TLR: You have a new round of projections coming out tomorrow. Right now, is it your guess that it’ll look better or worse in terms of hospitalizations as compared to last week’s projection of 1,650 hospitalized at the end of this month?
Graven: It’s looking about the same (ed. note: here is the release with a report link). Now that we’ve gotten some track record in the U.S., the easiest way is to go look at the states that are ahead of us. If you look at New York, New Jersey, Ohio, you see hospital census per capita that are well over delta levels. That is certainly a possibility for us. I'd love if we could stay between 100% and 150% of delta. But I can tell you, some other states are going above that.
TLR: Given how things have fluctuated in the past, could things look entirely different by tomorrow afternoon?
Graven: I’d like to say, no. Now we should be getting closer to the truth.
TLR: There was an interesting piece in Becker’s Hospital Review on Wednesday, which basically talks about how the surge could last weeks rather than months. Are you still thinking that the peak has moved from February to late January or could it be even quicker than that?
Graven: I think it could move a little earlier. However, on the other hand, for Oregon to do well at this, we want to actually push it back a little. I am starting to see some behavior response. People are adjusting their behavior (to limit the spread of omicron).
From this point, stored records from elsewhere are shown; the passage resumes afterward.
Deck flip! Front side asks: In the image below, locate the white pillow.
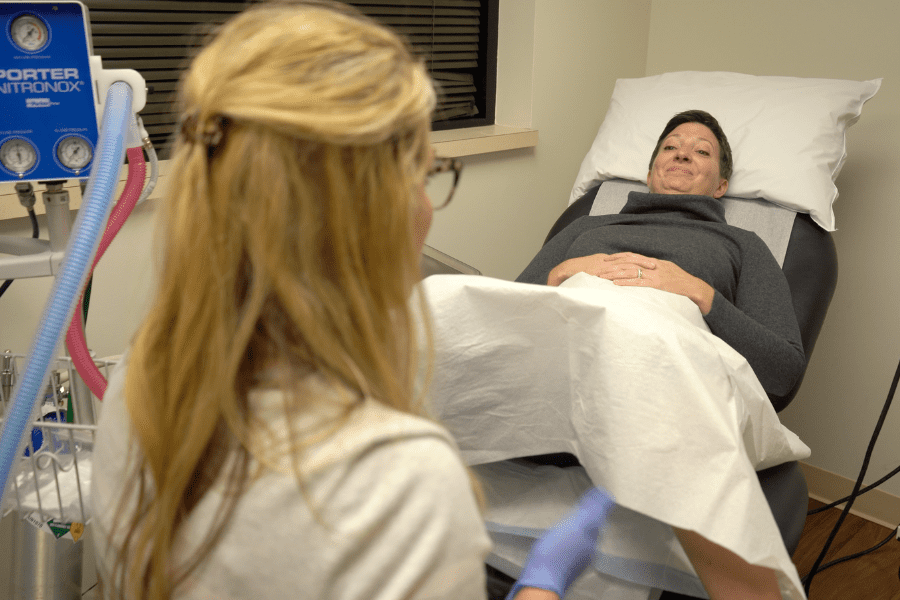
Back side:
[569,71,881,231]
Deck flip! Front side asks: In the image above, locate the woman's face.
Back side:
[647,123,728,198]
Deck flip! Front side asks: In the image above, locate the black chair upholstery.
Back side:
[502,185,838,600]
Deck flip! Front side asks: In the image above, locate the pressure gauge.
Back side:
[56,135,94,172]
[9,15,50,52]
[0,138,37,176]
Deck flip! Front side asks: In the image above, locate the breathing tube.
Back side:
[0,82,134,506]
[66,116,147,400]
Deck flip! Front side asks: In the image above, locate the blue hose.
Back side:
[0,82,134,506]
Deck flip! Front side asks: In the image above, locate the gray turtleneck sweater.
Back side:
[516,192,806,396]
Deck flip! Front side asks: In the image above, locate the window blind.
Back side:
[82,0,498,159]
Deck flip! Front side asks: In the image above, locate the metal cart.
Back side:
[0,351,113,600]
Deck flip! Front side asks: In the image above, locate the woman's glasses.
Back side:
[425,158,463,210]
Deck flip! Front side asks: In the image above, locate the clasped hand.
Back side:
[547,252,715,315]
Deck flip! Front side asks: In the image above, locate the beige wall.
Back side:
[426,0,650,279]
[647,0,900,496]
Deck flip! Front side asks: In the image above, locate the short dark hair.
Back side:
[650,110,734,180]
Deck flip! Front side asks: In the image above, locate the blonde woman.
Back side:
[92,3,612,600]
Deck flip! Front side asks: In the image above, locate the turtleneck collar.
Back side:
[619,192,725,223]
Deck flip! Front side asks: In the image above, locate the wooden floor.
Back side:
[793,500,900,600]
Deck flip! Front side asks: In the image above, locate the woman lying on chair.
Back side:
[517,110,806,599]
[516,110,806,395]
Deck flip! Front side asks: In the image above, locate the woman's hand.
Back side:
[547,252,657,286]
[547,252,715,315]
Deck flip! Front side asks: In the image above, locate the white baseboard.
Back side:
[800,462,900,529]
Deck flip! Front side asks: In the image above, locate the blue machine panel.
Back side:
[0,2,97,181]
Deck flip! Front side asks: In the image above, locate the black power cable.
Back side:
[806,467,900,516]
[803,356,900,597]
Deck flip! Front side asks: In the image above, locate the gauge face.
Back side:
[10,15,49,52]
[56,135,93,171]
[0,138,37,174]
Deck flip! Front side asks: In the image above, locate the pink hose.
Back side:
[66,147,147,400]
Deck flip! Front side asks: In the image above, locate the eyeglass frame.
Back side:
[425,157,463,210]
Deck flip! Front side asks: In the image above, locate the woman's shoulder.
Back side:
[303,398,461,472]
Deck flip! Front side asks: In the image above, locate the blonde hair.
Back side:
[109,3,435,600]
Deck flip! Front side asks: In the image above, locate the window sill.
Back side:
[431,125,538,158]
[0,125,538,221]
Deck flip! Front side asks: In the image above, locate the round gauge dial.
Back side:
[56,135,94,171]
[0,138,37,174]
[10,15,50,52]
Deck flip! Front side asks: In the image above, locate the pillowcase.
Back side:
[569,71,881,231]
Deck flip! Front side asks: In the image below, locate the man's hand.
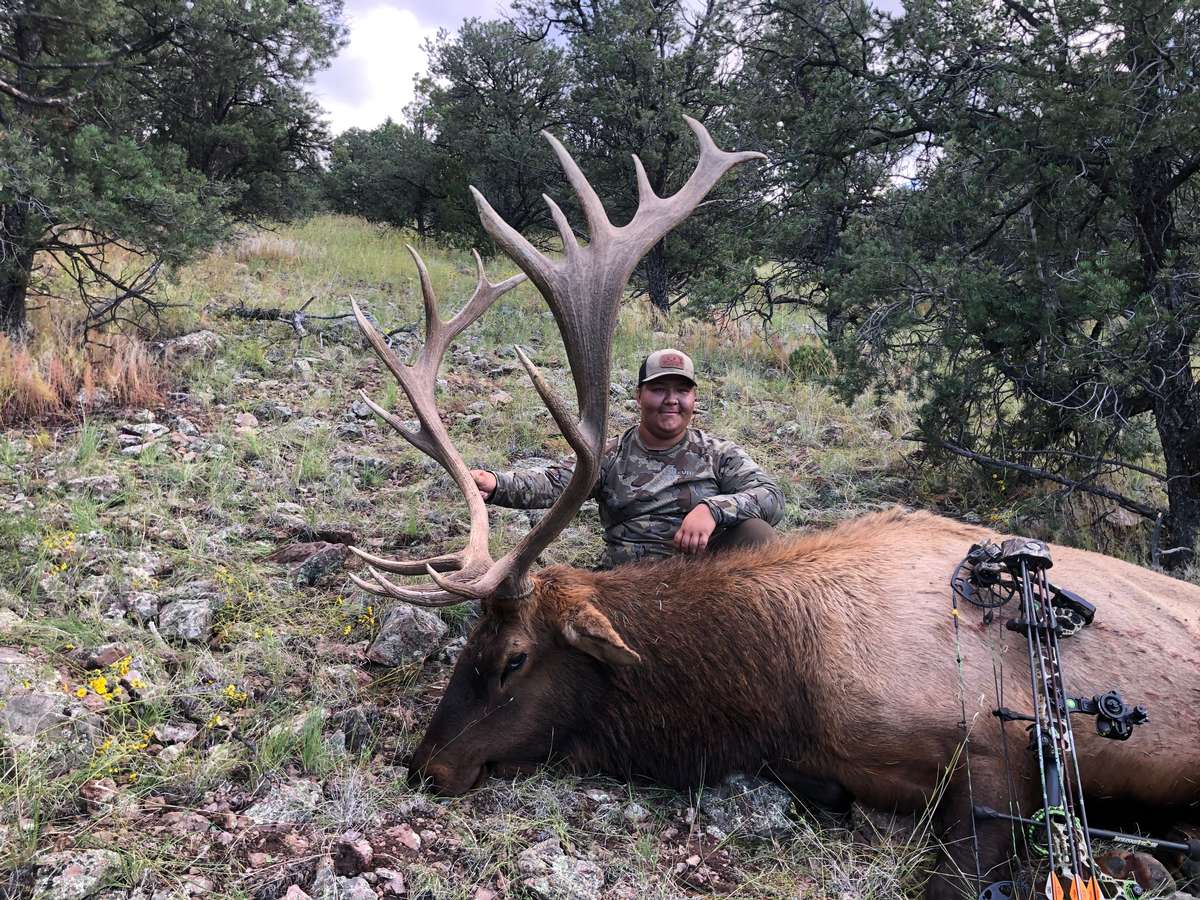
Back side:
[470,469,496,500]
[673,503,716,553]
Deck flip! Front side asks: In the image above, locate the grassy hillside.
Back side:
[0,217,1180,900]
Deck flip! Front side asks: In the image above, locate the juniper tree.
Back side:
[734,0,1200,564]
[0,0,341,332]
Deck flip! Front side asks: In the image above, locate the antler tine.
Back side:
[458,116,766,599]
[350,566,464,610]
[350,252,526,605]
[350,547,462,575]
[617,115,767,257]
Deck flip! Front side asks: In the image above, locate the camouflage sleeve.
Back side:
[487,460,575,509]
[704,440,784,528]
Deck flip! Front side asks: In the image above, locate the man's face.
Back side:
[637,376,696,440]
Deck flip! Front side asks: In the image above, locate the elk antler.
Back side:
[355,116,766,606]
[350,247,526,606]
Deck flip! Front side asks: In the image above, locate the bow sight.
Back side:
[950,538,1200,900]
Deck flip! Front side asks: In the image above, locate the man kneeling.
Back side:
[472,349,784,568]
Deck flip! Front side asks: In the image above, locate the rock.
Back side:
[337,876,377,900]
[367,604,448,666]
[67,643,128,668]
[158,581,224,642]
[254,403,296,422]
[118,590,162,622]
[308,857,342,900]
[376,868,408,896]
[292,544,349,587]
[1096,850,1176,896]
[517,838,604,900]
[34,850,122,900]
[154,722,200,744]
[330,703,380,751]
[172,415,200,438]
[79,778,116,812]
[162,329,221,362]
[700,774,796,840]
[620,803,650,826]
[244,779,324,824]
[332,832,374,875]
[0,647,96,756]
[67,474,121,500]
[334,454,392,475]
[118,421,169,443]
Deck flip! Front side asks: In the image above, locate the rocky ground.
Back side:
[0,220,1195,900]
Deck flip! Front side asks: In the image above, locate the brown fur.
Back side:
[415,510,1200,896]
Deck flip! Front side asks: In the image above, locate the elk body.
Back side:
[353,120,1200,898]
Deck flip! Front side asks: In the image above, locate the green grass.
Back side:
[9,216,1176,898]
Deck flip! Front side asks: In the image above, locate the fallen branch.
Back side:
[904,434,1164,520]
[217,295,354,338]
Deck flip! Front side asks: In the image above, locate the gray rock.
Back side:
[0,647,72,748]
[254,403,296,422]
[67,474,121,500]
[292,544,349,587]
[517,838,604,900]
[337,875,377,900]
[121,421,168,443]
[158,581,224,642]
[330,703,379,751]
[334,454,392,475]
[34,850,121,900]
[245,779,323,830]
[367,604,448,666]
[162,329,221,361]
[172,415,200,438]
[700,774,796,840]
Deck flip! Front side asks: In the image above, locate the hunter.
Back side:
[470,348,784,569]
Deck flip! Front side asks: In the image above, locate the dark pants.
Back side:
[707,518,779,553]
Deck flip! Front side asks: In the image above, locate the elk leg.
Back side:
[925,775,1014,900]
[769,767,854,827]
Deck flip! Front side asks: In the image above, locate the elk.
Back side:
[352,119,1200,900]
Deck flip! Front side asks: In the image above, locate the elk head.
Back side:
[350,116,764,793]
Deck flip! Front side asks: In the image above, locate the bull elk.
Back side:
[353,119,1200,898]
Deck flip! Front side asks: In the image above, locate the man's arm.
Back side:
[704,440,784,528]
[475,460,575,509]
I can see it, and we absolutely need that.
TLR: How many different data points do you take in in a given week on this stuff?
Graven: I spent most of yesterday translating Danish reports because they have some decent data on vaccination status. I’m scrambling like everybody else in triangulating. It’s pretty much full-time. And the question I still have is, what is omicron’s hospitalization severity for the unvaccinated? Is it any different than delta? We know on average, it's less severe, but is it less severe for the unvaccinated? We see a little bit of a good sign, but I’m not positive. Nobody’s really dialed it in yet.
TLR: It feels like a lot of pressure on you. Until October, the state used to release its own modeling. Now that they’ve stopped doing that, it seems like it’s all on you in Oregon.
Graven: It’s the same thing either way for me. I have my same process every week of doing my, I like to call it my best guess. But obviously as a econometrician and whatnot, mine might look a little bit less like a guess because I use data to kind of strangle it. But, I’m just gonna do my best, and I think my track record gives me some confidence that whatever I’m doing, whatever my process is, it’s been pretty good. And I should just keep doing it.